La nervosité chez le cheval sportif peut donc être le témoin d’un conflit émotionnel présent chez l’animal, soit lié à un problème physique, notamment ceux qui génèrent de la douleur, soit lié à une mauvaise application des règles de l’apprentissage dans la pratique sportive.

Facteurs d’amélioration de la qualité de vie des chevaux performants

En pratique, pour ne pas subir les conséquences délétères d’un stress excessif, qu’on appelle parfois l’over-stress, de nombreuses actions peuvent être mises en place :

  • L’alimentation reste la principale motivation chez le cheval qui, à l’état naturel, passe plus de 60% de son temps à brouter. Choisir une alimentation qui augmente le temps de prise alimentaire, procure la satiété durablement plutôt qu’un apport énergétique massif et ponctuel participe à la qualité de vie du cheval sportif. La frustration alimentaire favorise le stress et l’apparition des problèmes comportementaux.
  • Le maintien des contacts sociaux avec ses congénères reste l’une des principales sources d’apaisement pour les équidés qui vont pouvoir compenser les périodes de forte pression psychologique au travail. L’isolement social est source d’agressivité.
  • L’enrichissement du milieu de vie passe à la fois par l’habitat (aménagement des écuries favorisant le contact avec l’extérieur) et par l’activité sportive régulière. L’hypostimulation favorise l’apparition de comportements anormaux notamment les stéréotypies.
  • Le respect des règles de l’apprentissage dans la pratique de la discipline sportive permet d’instaurer une relation positive entre le cheval et l’homme. Au quotidien, le pansage ou des interactions positives hors du contexte de travail sont favorables au bien -être du cheval.

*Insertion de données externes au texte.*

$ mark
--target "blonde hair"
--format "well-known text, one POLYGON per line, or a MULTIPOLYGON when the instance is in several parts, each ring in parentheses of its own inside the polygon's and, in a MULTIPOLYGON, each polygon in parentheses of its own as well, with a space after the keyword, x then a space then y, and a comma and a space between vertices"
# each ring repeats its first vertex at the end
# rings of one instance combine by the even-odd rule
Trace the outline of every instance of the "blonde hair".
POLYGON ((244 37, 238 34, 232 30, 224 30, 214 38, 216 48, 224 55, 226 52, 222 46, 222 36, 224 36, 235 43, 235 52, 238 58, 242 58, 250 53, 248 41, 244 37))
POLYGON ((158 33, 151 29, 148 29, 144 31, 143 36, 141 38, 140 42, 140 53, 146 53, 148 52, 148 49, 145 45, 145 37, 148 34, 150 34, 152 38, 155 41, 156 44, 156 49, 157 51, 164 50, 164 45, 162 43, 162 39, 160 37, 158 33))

Le stress fait partie de la vie du cheval sportif. Il est nécessaire pour s’adapter et répondre au mieux aux variations du milieu. Le dépassement du seuil de tolérance de l’animal induit un excès de nervosité qui est contraire à la performance du cheval sportif et à sa qualité de vie. Tout l’art du professionnel est de trouver ce juste équilibre.